Email us if you are interested in hearing more about our open positions.


Join Our Team

Available Positions

Post-doctoral Applicants


We have a number of challenging collaborative and independent research projects for Post-doctoral Applicants.


  • Proficiency in spoken and written English, and a demonstrated command of a relevant scientific discipline. If we cannot discuss science on a high-level, you will not gain from or contribute to our ongoing research activities. Most of our current studies are concept-driven and you will learn best if you can critically discuss research problems and fundamental scientific concepts.

  • Your resume should demonstrate a proven track record in terms of productivity and long-term independent research potential, as evidenced by first-author peer-reviewed publications and public presentations.

  • Familiarity with our laboratory's research, and the literature in our main areas of interest. Please take time to fully understand what our group's research interests are, what we do and how we do it, and how this relates to your own academic goals. You should express clearly why you want to become a member of our group.

  • Strong academic training (experimental and/or computational skills) with relevant laboratory and/or computer programming experience and demonstrated strengths in problem solving.

  • You should also be comfortable with social interactions, and have strong personal qualities related to self-initiative, organization, determination, and persistence.

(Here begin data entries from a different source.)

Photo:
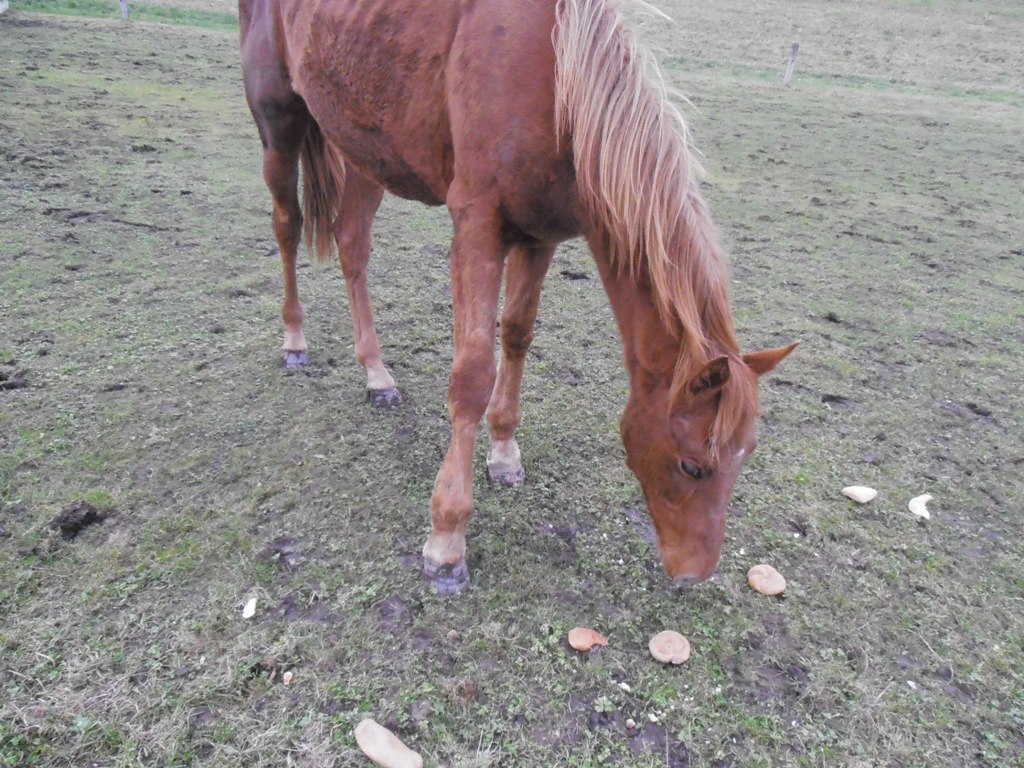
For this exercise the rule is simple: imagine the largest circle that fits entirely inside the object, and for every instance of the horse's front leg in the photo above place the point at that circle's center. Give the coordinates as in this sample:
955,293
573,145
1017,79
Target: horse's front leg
359,202
477,259
523,279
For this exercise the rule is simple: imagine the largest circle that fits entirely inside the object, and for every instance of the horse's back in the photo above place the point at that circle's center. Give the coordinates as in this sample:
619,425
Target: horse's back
420,95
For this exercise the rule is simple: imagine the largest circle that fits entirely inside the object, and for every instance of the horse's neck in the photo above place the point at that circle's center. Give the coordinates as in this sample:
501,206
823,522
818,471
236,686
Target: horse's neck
649,348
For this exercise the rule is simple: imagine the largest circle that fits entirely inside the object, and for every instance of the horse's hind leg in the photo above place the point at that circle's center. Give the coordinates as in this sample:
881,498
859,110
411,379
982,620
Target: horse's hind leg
353,229
523,276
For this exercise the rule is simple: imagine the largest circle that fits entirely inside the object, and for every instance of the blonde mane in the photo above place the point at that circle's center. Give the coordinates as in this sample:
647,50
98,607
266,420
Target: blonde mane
636,174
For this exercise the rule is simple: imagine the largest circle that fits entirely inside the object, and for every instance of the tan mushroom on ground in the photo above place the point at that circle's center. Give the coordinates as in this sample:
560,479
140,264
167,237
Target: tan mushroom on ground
766,580
860,494
384,748
584,638
670,647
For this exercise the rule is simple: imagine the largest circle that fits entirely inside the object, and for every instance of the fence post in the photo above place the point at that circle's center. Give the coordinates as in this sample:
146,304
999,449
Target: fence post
793,62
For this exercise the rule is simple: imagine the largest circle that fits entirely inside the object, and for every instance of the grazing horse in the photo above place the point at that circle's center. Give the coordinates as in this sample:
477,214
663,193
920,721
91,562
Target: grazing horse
534,121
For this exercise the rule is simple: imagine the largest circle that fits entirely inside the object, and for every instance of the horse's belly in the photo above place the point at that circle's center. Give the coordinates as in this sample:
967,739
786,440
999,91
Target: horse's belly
372,73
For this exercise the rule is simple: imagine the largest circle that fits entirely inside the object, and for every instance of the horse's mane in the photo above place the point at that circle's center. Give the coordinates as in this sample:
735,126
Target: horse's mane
636,174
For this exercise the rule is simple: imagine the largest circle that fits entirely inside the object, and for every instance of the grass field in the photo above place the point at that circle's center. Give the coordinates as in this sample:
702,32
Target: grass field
872,210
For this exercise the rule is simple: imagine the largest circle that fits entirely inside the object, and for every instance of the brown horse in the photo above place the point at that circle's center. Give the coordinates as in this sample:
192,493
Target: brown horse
534,121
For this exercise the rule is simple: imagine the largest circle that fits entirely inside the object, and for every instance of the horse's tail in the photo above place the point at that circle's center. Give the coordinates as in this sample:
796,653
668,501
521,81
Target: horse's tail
323,184
636,172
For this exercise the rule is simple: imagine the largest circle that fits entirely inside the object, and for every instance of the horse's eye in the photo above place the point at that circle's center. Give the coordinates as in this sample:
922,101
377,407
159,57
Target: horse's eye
693,470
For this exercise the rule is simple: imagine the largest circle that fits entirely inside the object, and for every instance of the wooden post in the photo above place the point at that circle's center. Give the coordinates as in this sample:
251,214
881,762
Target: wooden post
793,62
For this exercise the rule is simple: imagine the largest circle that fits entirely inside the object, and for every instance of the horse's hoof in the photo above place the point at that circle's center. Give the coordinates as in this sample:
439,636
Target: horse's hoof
509,476
446,580
384,397
295,359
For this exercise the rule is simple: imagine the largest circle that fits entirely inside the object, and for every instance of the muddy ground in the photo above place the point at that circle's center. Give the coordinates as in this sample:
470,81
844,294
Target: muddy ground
872,210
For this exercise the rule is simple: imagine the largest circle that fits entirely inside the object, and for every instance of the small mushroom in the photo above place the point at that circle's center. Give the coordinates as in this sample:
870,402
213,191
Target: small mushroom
860,494
670,647
766,580
918,506
250,608
583,638
384,748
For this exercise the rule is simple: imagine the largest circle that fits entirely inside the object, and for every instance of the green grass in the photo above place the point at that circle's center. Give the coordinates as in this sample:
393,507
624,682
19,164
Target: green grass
137,11
867,220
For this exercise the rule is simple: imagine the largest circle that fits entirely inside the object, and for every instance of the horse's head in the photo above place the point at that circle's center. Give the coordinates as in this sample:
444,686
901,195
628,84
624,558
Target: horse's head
687,474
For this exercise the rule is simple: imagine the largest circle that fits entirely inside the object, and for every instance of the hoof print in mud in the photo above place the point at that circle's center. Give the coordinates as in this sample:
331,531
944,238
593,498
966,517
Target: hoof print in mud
75,517
295,360
384,397
446,580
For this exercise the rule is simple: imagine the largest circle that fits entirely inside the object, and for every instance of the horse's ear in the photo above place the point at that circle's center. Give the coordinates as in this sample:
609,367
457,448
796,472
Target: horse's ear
763,361
712,377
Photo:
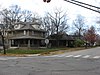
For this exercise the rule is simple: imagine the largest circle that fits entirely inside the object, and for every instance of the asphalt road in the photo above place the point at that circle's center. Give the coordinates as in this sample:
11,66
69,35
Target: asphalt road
53,65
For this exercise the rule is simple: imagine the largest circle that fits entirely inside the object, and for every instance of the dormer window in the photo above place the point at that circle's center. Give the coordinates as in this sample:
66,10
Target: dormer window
24,32
32,32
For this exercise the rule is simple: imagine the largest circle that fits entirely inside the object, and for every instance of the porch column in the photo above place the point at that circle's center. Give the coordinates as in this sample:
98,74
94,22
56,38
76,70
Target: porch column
29,43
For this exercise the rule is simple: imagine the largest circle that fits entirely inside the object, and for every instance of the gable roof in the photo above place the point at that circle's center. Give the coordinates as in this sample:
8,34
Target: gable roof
28,26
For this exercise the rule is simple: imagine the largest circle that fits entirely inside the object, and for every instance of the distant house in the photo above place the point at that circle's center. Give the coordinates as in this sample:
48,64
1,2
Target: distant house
26,35
61,40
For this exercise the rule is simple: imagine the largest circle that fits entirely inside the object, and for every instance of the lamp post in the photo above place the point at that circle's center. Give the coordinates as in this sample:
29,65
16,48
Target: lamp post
2,37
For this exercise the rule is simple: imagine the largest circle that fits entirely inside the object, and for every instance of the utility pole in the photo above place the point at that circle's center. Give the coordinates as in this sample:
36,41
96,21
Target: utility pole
3,43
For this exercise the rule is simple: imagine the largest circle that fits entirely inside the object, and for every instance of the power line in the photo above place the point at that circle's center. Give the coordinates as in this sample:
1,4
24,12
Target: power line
83,5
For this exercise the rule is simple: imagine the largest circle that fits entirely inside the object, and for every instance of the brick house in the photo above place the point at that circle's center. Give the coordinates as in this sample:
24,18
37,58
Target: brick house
26,35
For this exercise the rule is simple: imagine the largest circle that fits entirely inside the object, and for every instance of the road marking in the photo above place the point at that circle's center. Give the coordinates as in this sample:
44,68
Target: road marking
86,56
96,57
77,56
69,56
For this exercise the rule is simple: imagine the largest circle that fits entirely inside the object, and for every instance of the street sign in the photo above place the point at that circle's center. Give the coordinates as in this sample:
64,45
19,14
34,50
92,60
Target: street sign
46,41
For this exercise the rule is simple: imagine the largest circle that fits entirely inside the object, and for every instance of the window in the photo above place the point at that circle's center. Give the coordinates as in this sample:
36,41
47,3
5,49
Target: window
32,32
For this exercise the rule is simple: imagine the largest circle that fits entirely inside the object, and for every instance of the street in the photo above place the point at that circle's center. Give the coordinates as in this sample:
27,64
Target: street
85,62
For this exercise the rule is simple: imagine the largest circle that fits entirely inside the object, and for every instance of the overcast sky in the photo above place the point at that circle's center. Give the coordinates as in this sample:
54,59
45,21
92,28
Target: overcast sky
40,7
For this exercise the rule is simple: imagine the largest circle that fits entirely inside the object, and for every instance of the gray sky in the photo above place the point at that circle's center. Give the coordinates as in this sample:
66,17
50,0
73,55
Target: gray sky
38,6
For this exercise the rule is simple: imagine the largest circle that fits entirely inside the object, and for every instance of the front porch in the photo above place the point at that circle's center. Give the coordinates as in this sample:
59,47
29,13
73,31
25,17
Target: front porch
29,43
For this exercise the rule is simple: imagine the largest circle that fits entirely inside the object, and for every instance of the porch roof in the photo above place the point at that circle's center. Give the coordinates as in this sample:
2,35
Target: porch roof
27,37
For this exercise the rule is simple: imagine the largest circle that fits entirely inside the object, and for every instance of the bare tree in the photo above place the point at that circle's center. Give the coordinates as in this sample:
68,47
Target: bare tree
56,23
79,23
27,16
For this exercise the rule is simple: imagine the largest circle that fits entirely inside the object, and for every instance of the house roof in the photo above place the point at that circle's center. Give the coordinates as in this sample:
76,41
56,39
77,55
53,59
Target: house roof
27,27
27,37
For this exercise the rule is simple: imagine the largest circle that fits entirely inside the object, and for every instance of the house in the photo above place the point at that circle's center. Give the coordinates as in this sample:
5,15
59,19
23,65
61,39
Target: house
26,35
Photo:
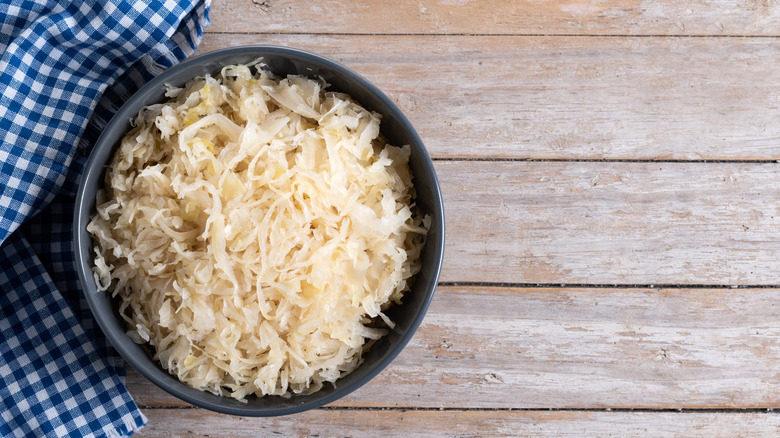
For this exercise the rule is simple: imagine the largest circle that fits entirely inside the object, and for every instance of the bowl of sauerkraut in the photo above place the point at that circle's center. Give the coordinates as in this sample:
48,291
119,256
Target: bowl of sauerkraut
259,231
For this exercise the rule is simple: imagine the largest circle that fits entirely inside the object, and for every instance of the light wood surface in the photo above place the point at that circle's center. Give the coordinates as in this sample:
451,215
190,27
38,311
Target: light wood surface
609,172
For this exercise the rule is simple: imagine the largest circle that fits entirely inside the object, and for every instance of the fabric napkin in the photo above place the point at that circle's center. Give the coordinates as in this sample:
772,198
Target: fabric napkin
66,67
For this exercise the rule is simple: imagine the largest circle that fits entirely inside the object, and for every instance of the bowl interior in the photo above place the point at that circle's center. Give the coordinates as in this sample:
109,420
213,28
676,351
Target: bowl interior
395,127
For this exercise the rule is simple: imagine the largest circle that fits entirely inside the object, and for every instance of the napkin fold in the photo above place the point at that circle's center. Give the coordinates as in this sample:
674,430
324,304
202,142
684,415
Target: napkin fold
65,68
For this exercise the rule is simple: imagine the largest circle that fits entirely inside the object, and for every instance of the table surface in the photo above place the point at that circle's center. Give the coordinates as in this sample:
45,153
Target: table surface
609,172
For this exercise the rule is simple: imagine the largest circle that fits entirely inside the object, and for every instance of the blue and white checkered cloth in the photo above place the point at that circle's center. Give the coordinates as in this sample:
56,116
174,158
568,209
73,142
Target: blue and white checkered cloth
65,68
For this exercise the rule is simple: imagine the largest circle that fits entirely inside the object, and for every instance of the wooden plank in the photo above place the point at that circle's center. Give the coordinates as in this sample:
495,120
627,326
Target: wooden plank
510,348
192,423
611,223
569,97
580,17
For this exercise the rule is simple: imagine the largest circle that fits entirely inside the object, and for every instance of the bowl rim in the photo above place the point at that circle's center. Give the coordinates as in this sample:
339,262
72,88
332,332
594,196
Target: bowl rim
81,215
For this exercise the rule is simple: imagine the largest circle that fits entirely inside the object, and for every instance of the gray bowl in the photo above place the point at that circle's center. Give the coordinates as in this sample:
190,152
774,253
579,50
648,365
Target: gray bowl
395,127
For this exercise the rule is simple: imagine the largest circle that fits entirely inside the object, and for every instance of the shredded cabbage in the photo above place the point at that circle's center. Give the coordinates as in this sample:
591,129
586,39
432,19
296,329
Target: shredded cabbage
255,229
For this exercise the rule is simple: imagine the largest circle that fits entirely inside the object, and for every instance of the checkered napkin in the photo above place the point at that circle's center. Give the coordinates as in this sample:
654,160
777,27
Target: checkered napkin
65,67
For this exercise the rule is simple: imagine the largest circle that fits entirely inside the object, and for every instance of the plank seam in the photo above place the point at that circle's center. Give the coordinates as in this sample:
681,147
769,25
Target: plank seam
604,285
467,34
432,409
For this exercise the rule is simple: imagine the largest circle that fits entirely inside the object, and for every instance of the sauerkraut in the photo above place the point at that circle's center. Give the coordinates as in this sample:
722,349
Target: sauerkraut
254,229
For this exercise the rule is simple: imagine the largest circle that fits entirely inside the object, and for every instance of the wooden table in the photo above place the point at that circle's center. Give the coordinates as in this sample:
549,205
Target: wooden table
610,177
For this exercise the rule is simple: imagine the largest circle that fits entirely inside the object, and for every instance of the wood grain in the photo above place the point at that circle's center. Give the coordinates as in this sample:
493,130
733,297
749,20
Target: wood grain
569,97
581,17
527,348
191,423
611,223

  • Above all, we require a rigorous and curiosity-driven mind, well suited to critical reasoning and scientific inquiry. Successful members in my laboratory have diverse backgrounds, with demonstrated academic achievements (e.g. publications), and generally secure funding independently through competitive scholarships.

Graduate Students


We have a number of stimulating projects for Graduate Students.


  • Prospective undergraduate or MSc students need a strong academic standing to be competitive.

  • You should also be familiar with the requirements and demands of academic research and graduate school, and have confidence in your scholarly potential, your laboratory and/or computer skills, and be comfortable with spoken and written English, social interactions, and have a sense of inquisitiveness and determination for performing independent research in a challenging area.

  • You must complete your own applications. Dr. Emili does not participate in the application process and will not write support letters for people who have not yet worked in the lab. 

Undergraduate Students


A few competitive internship positions are available for highly motivated Undergraduate students with strong academic track records and strong letters of recommendation.



  • To be considered for a summer project, you should familiarize yourself with our work (e.g. browse our Website) and understand the nature of our research publications before you apply. You should become familiar as to what we do and how this relates to your own academic training and interests.

  • You should understand the requirements and demands of academic research, and be confident in your own strengths, your potential for academic research, your laboratory and/or computer skills, and your ability to communicate in spoken and written English.

  • You should be confident in daily social interactions with members of a team, and feel confident in assuming independent responsibility and for performing and reporting assigned tasks.